One project focused on identifying and eliminating non-value added activities. “A lot of the waste uncovered - such as the reconciling, checking and rechecking of papers - was seen as just a natural part of the job,” says Darren. The challenge was to persuade the RailPen employees that a lot of what they did wasn’t adding value to their customers, a task which became easier once it emerged that most of the frustration in their jobs came from the activities they shouldn’t be doing. “Re-engineering-out the hassle was a big motivation.
Another turning point came when one long-serving doubter announced to the team ‘this is common sense and it’s what we should have been doing a long time ago’. His new-found enthusiasm rubbed off on his colleagues.”The second project looked at meeting customer expectations by eradicating long turnaround times and late delivery of information.
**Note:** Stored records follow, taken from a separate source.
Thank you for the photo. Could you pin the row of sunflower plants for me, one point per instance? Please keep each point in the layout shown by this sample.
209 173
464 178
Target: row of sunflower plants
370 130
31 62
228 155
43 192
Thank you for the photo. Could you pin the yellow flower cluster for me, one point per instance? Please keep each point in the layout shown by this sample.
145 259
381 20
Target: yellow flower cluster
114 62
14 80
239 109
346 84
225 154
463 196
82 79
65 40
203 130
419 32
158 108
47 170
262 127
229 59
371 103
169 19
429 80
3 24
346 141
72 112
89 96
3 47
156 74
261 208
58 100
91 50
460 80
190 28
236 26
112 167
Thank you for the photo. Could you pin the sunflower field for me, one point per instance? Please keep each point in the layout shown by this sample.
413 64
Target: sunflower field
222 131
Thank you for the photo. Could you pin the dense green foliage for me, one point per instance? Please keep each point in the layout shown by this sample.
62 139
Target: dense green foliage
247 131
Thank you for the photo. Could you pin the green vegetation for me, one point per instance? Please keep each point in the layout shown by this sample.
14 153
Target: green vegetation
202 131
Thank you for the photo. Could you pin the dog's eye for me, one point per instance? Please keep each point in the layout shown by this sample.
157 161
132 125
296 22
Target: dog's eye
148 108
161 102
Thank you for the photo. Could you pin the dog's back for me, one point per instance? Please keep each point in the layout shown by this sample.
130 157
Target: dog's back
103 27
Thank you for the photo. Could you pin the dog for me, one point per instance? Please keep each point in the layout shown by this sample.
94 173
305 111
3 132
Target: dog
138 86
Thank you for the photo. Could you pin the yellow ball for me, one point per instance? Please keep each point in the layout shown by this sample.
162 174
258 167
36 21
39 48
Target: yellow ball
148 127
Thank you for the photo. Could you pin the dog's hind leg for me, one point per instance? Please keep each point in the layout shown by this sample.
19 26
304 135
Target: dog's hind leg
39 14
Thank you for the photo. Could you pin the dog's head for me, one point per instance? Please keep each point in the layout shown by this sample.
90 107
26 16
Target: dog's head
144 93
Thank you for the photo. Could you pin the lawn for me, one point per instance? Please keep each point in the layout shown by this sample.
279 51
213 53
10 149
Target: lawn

Success here, as in other areas of the project, involved working very closely with RailPen employees drawn from across the business. “The best approach is always openness and honesty: if consultants are thought to be following a hidden agenda, they won’t succeed in winning trust,” says Darren.
The beauty of the RailPen project, he argues, wasn’t the technical solution, but the rigour and structure of the approach which enabled many of the staff to be involved. “They made decisions and took ownership for the success and completion of the project.
As one team member said, ‘we now know what we have to achieve, and we’re ready to go and do it by ourselves’.”The secret, he says, was putting people at ease by transferring expertise and by listening to them. The early scepticism he encountered - most doubted the business was serious about change - didn’t disappear overnight, but before very long it was overtaken by a groundswell of enthusiasm and energy.
As RailPen chief executive Peter Murray observes: “The most positive thing about the whole project is that all my people are comfortable with the approach and want to implement their own proposals. That level of motivation and ownership counts for a great deal.”